For package download and online documentation please see: BayesPI-BAR3 GitHub Page
The Python package contains the following pipeline tasks, and to run a task type: bpb3 task [args]
differential_expression: Predict differentialy expressed genes (DEG) based on two group of samples.
gene_regions: Extracts regions near transcription start sites of selected genes based on genCode gtf.
mussd: Mutation filtering based on the Space and Sample Distribution - MuSSD.
highly_mutated_blocks: Find blocks with significantly more mutations than would be expected.
bayespi_bar: BayesPI-BAR delta-dbA ranking computation for TF binding affinity affected by DNA mutation.
choose_background_parameters: Selects parameters for mutation background computation.
affinity_change_significance_test: Significant test of TF binding affinity changes between foreground and background affinity changes.
parallel: Run commands from the given file in parallel.
make_cluster4pwm: Make input PWM files for bpb3 based on clustered PWMs.
bpb3selectedPWM: The second level analysis of bpb3 by using the top PWMs in TF ranking after the first level analysis of bpb3 based on the clustered PWMs.
run_pipeline: Run full bpb3 pipeline (e.g., the first level analysis of bpb3 if clustered PWMs are used in the calculation).
clean_tmp: Clean temporary files from output folders.
References:
Wang, J.B. and K. Batmanov, BayesPI-BAR: a new biophysical model for characterization of
regulatory sequence variations.
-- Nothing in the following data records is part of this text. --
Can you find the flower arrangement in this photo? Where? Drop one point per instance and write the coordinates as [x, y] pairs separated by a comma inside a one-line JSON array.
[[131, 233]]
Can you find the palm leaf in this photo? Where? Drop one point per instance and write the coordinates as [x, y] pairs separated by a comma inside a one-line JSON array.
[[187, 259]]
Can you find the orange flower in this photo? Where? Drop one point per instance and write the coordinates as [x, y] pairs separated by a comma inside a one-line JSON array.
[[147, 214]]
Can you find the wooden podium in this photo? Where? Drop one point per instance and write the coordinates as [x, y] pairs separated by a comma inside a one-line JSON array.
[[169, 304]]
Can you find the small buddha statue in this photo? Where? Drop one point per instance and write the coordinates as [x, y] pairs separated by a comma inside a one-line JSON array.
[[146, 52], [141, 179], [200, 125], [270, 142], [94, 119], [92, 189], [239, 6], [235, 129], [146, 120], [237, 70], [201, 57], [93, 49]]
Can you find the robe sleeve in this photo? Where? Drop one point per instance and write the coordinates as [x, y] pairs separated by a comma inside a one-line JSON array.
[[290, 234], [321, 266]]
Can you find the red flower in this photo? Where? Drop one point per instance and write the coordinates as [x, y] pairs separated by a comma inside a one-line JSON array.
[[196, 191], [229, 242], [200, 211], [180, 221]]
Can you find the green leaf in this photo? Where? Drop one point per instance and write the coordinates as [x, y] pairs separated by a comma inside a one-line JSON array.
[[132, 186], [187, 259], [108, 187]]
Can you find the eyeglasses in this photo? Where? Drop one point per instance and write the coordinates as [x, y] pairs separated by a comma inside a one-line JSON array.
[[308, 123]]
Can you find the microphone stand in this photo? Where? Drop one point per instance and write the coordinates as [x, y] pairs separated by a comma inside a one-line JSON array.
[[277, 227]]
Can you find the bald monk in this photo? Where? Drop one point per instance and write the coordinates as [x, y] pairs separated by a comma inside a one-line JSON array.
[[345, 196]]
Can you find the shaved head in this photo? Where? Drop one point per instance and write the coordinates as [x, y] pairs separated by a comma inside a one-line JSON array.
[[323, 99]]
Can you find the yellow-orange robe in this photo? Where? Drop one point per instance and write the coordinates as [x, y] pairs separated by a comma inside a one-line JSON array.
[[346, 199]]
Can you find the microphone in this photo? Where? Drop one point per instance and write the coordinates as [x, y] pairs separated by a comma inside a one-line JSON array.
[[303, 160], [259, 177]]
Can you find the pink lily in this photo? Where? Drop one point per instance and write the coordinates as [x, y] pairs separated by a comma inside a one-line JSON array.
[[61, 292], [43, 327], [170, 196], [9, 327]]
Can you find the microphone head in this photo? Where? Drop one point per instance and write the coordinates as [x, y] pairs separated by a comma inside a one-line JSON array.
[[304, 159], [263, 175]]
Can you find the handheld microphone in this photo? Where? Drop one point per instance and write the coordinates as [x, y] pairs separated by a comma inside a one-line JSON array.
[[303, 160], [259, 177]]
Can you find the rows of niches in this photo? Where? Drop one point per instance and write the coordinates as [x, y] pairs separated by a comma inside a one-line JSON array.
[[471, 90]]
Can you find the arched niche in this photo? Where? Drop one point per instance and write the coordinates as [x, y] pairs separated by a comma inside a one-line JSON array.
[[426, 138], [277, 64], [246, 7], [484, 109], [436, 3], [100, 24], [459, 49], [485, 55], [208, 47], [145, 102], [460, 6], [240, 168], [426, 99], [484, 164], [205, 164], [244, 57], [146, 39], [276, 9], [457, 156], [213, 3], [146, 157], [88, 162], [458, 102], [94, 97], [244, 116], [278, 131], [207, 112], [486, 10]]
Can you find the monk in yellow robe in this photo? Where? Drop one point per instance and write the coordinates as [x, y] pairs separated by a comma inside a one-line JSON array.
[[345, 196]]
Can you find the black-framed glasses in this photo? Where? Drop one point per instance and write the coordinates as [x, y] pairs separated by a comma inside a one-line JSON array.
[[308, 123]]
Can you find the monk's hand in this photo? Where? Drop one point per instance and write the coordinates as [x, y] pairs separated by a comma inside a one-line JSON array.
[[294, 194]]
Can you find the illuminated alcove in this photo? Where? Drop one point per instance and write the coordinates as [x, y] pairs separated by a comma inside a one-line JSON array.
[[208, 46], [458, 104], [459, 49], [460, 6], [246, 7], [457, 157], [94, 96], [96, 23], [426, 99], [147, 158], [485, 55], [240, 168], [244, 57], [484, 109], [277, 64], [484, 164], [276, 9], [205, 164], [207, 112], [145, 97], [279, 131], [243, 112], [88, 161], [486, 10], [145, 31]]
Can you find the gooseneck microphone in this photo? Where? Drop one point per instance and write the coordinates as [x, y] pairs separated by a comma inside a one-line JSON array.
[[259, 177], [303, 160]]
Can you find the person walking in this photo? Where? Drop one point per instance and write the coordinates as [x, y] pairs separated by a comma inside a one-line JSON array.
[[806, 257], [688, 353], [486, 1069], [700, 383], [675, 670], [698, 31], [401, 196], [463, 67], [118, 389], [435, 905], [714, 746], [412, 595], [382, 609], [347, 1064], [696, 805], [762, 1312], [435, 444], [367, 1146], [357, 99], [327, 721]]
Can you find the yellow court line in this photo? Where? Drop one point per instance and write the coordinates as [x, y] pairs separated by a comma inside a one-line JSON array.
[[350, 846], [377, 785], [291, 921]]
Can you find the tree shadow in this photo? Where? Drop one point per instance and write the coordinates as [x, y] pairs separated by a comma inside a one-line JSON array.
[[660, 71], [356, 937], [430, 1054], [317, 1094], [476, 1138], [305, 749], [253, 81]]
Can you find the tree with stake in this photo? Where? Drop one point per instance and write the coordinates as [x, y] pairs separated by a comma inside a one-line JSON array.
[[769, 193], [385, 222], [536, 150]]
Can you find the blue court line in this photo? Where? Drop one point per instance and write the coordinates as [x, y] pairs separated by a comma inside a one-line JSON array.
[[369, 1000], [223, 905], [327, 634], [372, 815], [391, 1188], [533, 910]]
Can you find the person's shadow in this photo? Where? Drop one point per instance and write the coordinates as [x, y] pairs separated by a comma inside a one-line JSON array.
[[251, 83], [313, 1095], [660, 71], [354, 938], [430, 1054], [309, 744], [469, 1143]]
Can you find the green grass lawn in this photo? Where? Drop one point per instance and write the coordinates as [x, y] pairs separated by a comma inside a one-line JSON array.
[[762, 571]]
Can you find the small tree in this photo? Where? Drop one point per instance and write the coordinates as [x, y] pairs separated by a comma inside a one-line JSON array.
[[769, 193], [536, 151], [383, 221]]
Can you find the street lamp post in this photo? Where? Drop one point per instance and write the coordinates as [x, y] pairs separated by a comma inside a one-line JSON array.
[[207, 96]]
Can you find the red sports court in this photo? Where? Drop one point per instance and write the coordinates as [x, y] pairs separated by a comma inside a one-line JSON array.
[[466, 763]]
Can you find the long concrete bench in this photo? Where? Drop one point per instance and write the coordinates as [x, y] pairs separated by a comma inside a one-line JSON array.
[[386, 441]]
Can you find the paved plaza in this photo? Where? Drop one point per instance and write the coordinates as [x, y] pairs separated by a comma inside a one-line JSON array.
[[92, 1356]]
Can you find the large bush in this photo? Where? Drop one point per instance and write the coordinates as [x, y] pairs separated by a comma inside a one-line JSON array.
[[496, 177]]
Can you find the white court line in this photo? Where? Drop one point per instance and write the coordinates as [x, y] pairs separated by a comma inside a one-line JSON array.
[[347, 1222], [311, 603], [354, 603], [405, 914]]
Nucleic Acids Research, 2015. 43(21).
Batmanov, K., J. Delabie, and J. Wang, BayesPI-BAR2: A New Python Package for Predicting
Functional Non-coding Mutations in Cancer Patient Cohorts. Front Genet, 2019. 10:
p. 282.
Farooq, A., et al., HMST-Seq-Analyzer: A new python tool for differential methylation and
hydroxymethylation analysis in various DNA methylation sequencing data.
Computational and structural biotechnology journal, 2020. 18: p. 2877-2889.
Farooq, A., et al., Integrating whole genome sequencing, methylation, gene expression,
topological associated domain information in regulatory mutation prediction: A study
of follicular lymphoma. Comput Struct Biotechnol J, 2022. 20: p. 1726-1742.
Yang, M., et al., Identifying functional regulatory mutation blocks by integrating genome
sequencing and transcriptome data. iScience, 2023. 26(8): p. 107266.